Processo nº 0000000-00.0000.0.00.0000

Ação de Reparação de Danos

Requerente: Nome

Requerido: Bello Alimentos Ltda

BELLO ALIMENTOS LTDA , já qualificada nos autos em epígrafe, por intermédio de seu advogado, com fundamento no artigo 41 e seguintes da Lei 9.099/1995, vem mui respeitosamente perante Vossa Excelência, interpor o presente RECURSO INOMINADO em face da R. Sentença de fls. 126/144, a qual foi homologada à f. 145, o que faz com fundamento nas razões expendidas em apartado.

Para instruir o presente recurso, o Recorrente apresenta os comprovantes de recolhimento do preparo recursal e das custas processuais (docs. anexos).

Por fim, postula pelo regular processamento do recurso e pela sua remessa ao Egrégio Colégio Recursal do Estado de Mato Grosso do Sul para julgamento.

Nesses termos, pede deferimento.

Campo Grande, MS, 18 de maio de 2022.

Dr.
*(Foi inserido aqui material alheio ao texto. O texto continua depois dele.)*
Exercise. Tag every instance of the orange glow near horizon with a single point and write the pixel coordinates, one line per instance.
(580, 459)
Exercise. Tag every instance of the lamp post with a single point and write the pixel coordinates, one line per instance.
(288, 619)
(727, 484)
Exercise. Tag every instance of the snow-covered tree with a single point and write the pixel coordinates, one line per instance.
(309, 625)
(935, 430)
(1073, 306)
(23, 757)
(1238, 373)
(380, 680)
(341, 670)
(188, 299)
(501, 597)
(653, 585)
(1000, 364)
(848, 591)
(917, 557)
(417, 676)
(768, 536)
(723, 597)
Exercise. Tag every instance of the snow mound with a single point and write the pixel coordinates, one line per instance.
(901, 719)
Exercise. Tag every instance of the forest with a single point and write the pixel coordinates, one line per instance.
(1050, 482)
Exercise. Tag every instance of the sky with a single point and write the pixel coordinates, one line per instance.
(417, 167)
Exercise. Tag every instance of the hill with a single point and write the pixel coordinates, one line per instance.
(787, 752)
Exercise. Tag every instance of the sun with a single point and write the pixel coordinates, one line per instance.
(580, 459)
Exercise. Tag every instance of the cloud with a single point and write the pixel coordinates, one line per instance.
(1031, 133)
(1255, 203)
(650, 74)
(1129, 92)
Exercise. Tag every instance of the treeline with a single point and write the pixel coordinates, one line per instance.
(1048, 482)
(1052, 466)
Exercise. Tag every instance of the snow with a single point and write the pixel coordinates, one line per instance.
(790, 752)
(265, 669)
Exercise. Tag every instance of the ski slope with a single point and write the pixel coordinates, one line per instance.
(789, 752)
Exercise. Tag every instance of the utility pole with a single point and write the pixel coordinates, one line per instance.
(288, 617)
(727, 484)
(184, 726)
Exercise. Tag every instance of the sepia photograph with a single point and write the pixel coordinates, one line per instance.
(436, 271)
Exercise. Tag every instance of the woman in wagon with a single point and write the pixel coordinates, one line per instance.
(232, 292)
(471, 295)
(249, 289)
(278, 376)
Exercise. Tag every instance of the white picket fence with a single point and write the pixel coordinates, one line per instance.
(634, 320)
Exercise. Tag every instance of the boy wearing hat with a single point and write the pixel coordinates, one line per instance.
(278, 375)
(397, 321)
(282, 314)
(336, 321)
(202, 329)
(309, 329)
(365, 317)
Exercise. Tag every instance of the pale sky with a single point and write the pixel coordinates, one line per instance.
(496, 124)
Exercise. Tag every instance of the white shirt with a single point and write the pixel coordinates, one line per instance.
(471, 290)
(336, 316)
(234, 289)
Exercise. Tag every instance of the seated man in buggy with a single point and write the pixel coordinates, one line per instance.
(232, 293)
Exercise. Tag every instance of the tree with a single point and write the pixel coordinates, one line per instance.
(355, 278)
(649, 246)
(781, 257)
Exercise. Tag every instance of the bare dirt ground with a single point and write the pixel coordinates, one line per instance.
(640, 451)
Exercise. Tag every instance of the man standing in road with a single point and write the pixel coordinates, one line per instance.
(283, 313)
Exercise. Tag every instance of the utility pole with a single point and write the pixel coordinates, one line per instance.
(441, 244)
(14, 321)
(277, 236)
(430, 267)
Nome

Advogado - 00.000 OAB/UF

(assinado digitalmente)

EGRÉGIO COLÉGIO RECURSAL

DOUTOS E ÍNCLITOS JULGADORES

RAZÕES DO RECORRENTE

I - DOS FATOS

Trata-se de Recurso Inominado interposto pela parte Recorrente ante a decisão que julgou parcialmente procedente a Ação de Indenização por Danos Morais e Materiais, processada na 11º Vara do Juizado Especial Cível de Dourados, nos seguintes termos:

"Diante do exposto e por tudo mais que dos autos consta nos termos da Lei

n. 9.099/95 c/c art. 487, I, do CPC, Julga-se parcialmente procedente o pedido inicial formulado pelo Requerente Israel de Souza Silveira em desfavor da Requerida Bello Alimentos Ltda para: a) Condenar as Requeridas a restituir o valor de R$ 10,00, acrescidos de correção monetária pelo IGP-M desde a datada aquisição e juros de mora de 1% ao mês da citação; b) Pagar a título morais (sic) o importe de R$ 4.000,00, a título de indenização por danos morais, cujo valor deverá ser corrigida pela variação do IGP-M partir da data da sentença (Súmula 362 do STJ), acrescido de juros demora de 1% (um por cento) ao mês, a partir da citação valida (art. 405 do CC)."

Em que pese os argumentos expendidos pela R. Sentença, esta merece reforma porquanto no caso concreto as provas demonstram que não há dever de indenizar, além do que, a indenização arbitrada é desproporcional ao dano e à capacidade econômica da parte autora/recorrida, conforme será demonstrado, doravante.

II - RAZÕES PARA PROVIMENTO DO RECURSO

As provas materiais e testemunhais comprovam a necessidade de reforma da sentença, pois o caso concreto se trata de uma aventura jurídica, engendrada pela parte autora com nítido propósito de obter vantagem econômica indevida. Por essa razão, casos como o ora em questão, devem ser repelidos pelo Poder Judiciário como forma de fazer cessar a já instalada indústria do dano moral!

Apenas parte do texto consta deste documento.